New Hope for COPD Patients: A Saccharide-Based Treatment That Could Reduce the Effects of Emphysema
With the help of a new mouse model, scientists have recently managed to find a sugar molecule that could have the potential of reducing the progress of emphysema and significantly diminish the negative effects of COPD (chronic obstructive pulmonary disease). Naoyuki Taniguchi, the main scientist leading the experiments at the RIKEN-Max Planck Joint Research Center for Systems Chemical Biology, claims the discovery could later lead to better treatment for several diseases similar to COPD.
Can Sugar Affect the Lungs?
COPD is the fourth deadliest disease worldwide, and Taniguchi’s team worked tirelessly to explore the possibilities linked to the study of a negatively charged sugar molecule that is located in the small airway of the lung. Keratan sulfate, by its scientific name, is a large saccharide found to diminish in mice that were exposed to cigarette smoke. The scientists’ theory is that the decrease could be associated in some way with the mechanism through which smoking damages the lung. The subsequent studies, therefore, became of prime importance in determining whether or not glycan-based treatments for combating emphysema were possible.
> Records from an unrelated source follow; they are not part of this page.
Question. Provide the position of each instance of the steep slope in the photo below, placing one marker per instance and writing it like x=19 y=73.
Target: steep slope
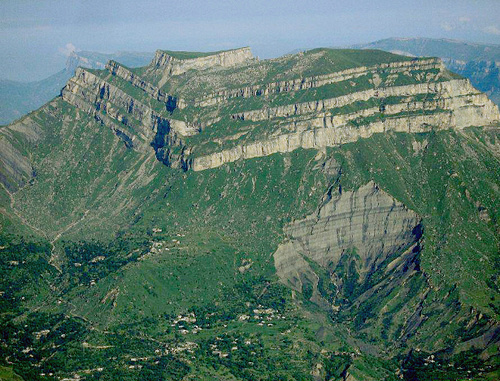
x=478 y=62
x=19 y=98
x=368 y=254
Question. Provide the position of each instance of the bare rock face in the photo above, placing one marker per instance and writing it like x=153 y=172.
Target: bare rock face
x=222 y=107
x=354 y=233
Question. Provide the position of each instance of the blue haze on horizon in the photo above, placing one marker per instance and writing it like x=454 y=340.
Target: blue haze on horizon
x=37 y=35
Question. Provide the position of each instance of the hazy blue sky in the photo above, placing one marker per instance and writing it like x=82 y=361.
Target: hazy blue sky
x=36 y=35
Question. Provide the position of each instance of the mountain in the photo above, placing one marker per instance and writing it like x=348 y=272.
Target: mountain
x=326 y=215
x=19 y=98
x=478 y=62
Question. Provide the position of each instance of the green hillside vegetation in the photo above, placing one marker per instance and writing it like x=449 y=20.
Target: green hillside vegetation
x=478 y=62
x=117 y=267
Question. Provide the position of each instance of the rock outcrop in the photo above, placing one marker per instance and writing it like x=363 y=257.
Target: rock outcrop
x=358 y=231
x=272 y=106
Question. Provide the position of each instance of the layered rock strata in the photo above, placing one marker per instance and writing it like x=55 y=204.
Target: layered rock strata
x=366 y=227
x=174 y=98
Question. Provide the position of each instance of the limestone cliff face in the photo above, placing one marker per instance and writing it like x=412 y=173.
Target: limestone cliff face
x=177 y=90
x=315 y=81
x=173 y=66
x=359 y=232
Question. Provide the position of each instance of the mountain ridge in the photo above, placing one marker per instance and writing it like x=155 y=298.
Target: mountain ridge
x=365 y=259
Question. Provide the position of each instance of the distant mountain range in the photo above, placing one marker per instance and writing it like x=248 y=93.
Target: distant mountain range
x=19 y=98
x=478 y=62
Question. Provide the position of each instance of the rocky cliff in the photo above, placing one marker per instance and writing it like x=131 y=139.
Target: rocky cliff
x=316 y=99
x=337 y=218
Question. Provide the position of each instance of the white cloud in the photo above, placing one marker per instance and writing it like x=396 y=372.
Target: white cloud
x=67 y=49
x=492 y=29
x=447 y=26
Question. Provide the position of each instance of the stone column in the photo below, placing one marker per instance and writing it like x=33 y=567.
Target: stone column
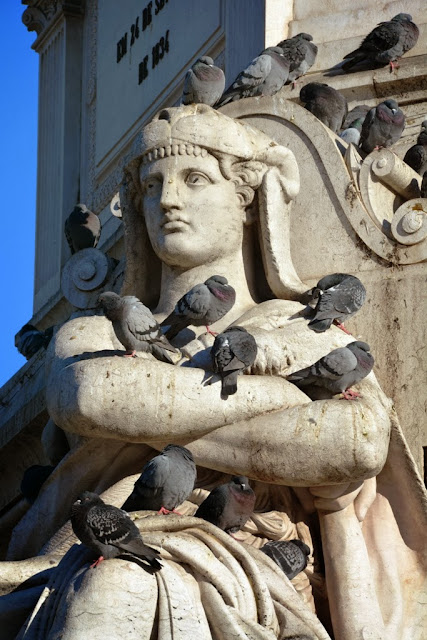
x=58 y=24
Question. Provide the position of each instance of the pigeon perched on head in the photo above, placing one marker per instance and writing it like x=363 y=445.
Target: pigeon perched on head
x=338 y=370
x=384 y=45
x=204 y=304
x=82 y=228
x=290 y=555
x=204 y=83
x=265 y=76
x=135 y=326
x=301 y=54
x=108 y=531
x=165 y=482
x=229 y=506
x=233 y=351
x=416 y=156
x=326 y=103
x=382 y=126
x=339 y=296
x=29 y=340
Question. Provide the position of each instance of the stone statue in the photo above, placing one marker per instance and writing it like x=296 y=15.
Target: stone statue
x=206 y=194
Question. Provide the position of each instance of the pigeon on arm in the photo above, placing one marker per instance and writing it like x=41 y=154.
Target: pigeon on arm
x=204 y=83
x=108 y=531
x=233 y=351
x=229 y=506
x=339 y=296
x=384 y=45
x=338 y=370
x=265 y=76
x=166 y=481
x=135 y=326
x=204 y=304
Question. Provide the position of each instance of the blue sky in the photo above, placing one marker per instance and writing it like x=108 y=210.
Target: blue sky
x=18 y=173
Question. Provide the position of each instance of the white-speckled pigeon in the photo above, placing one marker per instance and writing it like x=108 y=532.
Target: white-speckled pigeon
x=165 y=482
x=382 y=126
x=82 y=229
x=290 y=555
x=265 y=76
x=301 y=54
x=29 y=340
x=108 y=531
x=416 y=156
x=339 y=296
x=338 y=370
x=385 y=44
x=204 y=304
x=326 y=103
x=204 y=83
x=229 y=506
x=135 y=326
x=233 y=351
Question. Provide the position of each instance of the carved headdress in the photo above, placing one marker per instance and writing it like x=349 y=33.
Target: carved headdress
x=247 y=157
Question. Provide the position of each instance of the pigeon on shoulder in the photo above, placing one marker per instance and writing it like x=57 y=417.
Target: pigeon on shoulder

An Experiment with Keteran Sulfate
To check whether or not keratan sulfate could be playing a protective role, a repeating disaccharide element was prepared from keratan sulfate. The compound, simply known as L4, would then be administered to two mouse models. The first experiment involved a mouse model in which emphysema was triggered by an enzyme named elastase, and which showed clearly that the small air sacs in the lungs, also known as alveoli, were protected as a result of using L4. Further tests suggested that the infiltration of neutrophils – a white blood cell usually released as a response to inflammatory actions – was also reduced, although its production was not halted.
Unfortunately, L4 was not able to prevent, or directly reduce, the release of high levels of inflammatory cytokines and enzymes that are harmful to the lung’s tissue. A slight inhibition was obtained, however, the scientists were forced to conclude that the production of cytokines was also done indirectly, through various other mechanisms related to the neutrophils.
Further Results with the Second Model
In the second experiment, Taniguchi’s team induced emphysema through the process started by a toxin found in bacterial cell walls known as LPS. This model responded differently with the administration of L4, preventing the release of neutrophils entirely. Taniguchi remarked that the saccharide compound was just as effective as dexamethasone, the current steroid-based treatment used for COPD. However, the difference was that, while dexamethasone reduced the neutrophil influx at high risk, involving several debilitating side effects, L4 did not seem to harm the mice in any way, even when administered at higher dosages.
Despite the exciting results, the scientists were quick to point out that much work still remains to be done. The method through which L4 manages to prevent neutrophil activity is still more or less unknown, and a target receptor protein has not yet been found. However, with L4 now being capable to reduce inflammation without any other special measures needing to be taken, there is far more hope than ever before in finding a viable treatment for COPD that is completely free of any unwanted side effects.